Here’s my resistance to that idea. At an elemental level, this particular era is no different than any other — there has always been a “crisis of attention.” Historically, people have turned to meditation (and other forms of contemplative practice) to deal with feelings of being overwhelmed and scattered in focus, and to refocus and reflect on priorities — our inner values, intentions, purpose. This can certainly be a spiritual process, if that’s how you define it. But we’re discovering that mindfulness impacts the attention system and how it copes with the distractions that surround us — and those that are generated internally. In part, that’s what meditation practitioners have always been pursuing. Think about life long ago: people in ancient India or medieval Europe didn’t have smartphones and Facebook, but they were still suffering in their own minds. They still turned to any number of practices for relief. They still described the same challenge: I’m not fully present for my life.

A crisis of attention can happen anytime you don’t allow yourself a break — when you don’t allow your mind to “rest” without having any task-at-hand. Remember our distinction between mind-wandering (having off-task thoughts during a task) and daydreaming (task-free spontaneous thought and opportunity for conscious reflection, creativity, and the like)? Well, one problem today is that we are always engaged in something. With these digital tools at our fingertips, we have constant access to all these forms of communication, content, and interaction, and we don’t tend to gravitate toward letting our thoughts meander, unconstrained. Of the two types of spontaneous thought we discussed earlier, it’s the beneficial type — the daydreaming — that we barely get at all. When was the last time you stood in line at a store and just… looked around? Thought about whatever surfaced in your mind? Or did you pull out your phone, check your texts, read your email?

We all do it. I catch myself all the time, going from one type of mental engagement to the next.
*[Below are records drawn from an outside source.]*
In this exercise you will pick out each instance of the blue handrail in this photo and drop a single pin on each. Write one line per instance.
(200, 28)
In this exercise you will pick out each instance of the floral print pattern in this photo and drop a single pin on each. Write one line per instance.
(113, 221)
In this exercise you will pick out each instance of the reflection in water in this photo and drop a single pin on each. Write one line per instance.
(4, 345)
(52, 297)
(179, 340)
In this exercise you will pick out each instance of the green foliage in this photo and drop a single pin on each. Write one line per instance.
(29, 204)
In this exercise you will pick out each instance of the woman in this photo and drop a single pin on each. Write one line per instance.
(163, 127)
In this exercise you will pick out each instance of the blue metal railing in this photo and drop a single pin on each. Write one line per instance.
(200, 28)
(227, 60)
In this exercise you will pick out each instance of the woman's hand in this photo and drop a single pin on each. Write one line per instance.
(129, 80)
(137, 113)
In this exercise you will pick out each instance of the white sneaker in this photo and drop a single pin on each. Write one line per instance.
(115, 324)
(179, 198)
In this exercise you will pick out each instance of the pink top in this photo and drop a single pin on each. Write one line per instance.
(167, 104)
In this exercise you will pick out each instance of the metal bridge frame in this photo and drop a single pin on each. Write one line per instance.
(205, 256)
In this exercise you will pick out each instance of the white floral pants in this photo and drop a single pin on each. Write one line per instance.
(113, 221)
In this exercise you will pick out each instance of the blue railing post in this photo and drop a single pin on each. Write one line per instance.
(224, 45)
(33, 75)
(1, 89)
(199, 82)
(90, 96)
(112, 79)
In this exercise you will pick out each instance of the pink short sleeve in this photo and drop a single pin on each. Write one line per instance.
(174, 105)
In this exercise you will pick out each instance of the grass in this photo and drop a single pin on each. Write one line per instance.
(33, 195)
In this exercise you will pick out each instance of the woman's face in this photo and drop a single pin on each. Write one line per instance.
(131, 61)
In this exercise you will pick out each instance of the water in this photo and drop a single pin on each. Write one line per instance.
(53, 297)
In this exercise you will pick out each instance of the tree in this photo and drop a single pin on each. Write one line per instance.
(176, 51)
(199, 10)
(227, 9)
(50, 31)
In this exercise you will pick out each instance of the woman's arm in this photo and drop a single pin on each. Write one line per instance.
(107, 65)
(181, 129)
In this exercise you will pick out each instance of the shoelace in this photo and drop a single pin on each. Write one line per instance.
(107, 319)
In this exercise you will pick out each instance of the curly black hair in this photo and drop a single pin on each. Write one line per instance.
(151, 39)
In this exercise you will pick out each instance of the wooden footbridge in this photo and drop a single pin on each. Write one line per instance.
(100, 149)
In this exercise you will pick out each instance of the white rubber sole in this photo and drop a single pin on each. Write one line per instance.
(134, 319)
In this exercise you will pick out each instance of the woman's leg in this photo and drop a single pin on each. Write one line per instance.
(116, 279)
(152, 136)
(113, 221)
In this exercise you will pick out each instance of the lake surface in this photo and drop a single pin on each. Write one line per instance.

I call it hypertasking. Like surfing hyperlinks online (clicking from link to link as they grab your attention), we go from one task to the next and the next. You are probably doing it right now. We are “all task and no downtime.” And we’re asking an enormous amount — too much — from our attention systems. Your attentional capacity is not less than someone’s from hundreds of years ago. It’s only that right now, you’re using your attention in a particular focused way, all the time. We’re taxing our focused attention to the max. Hypertasking is hyper-taxing! Even something you might think of as relaxing (scrolling through Instagram, for example, or reading an article someone shared) is more engagement. It’s another task. Checking your notifications may seem “fun,” but it’s work for your attention. Task: check to see who posted what in response to my post. Task: check how many likes I got. Task: check who shared my funny meme. Your attention was focused on task after task after task, with no attentional downtime, not a moment for the mind to roam free.

It’s not always realistic to unplug. We can’t just turn off our phones and pause our email. We cannot create a distraction-free world. The issue is not the existence of this technology; rather, it’s how we’re using it: we are not allowing our minds to pay attention differently. And this is where mindfulness comes in, as a way to steady your flashlight so you don’t end up swinging it around at any and all possible distractions — digital or not.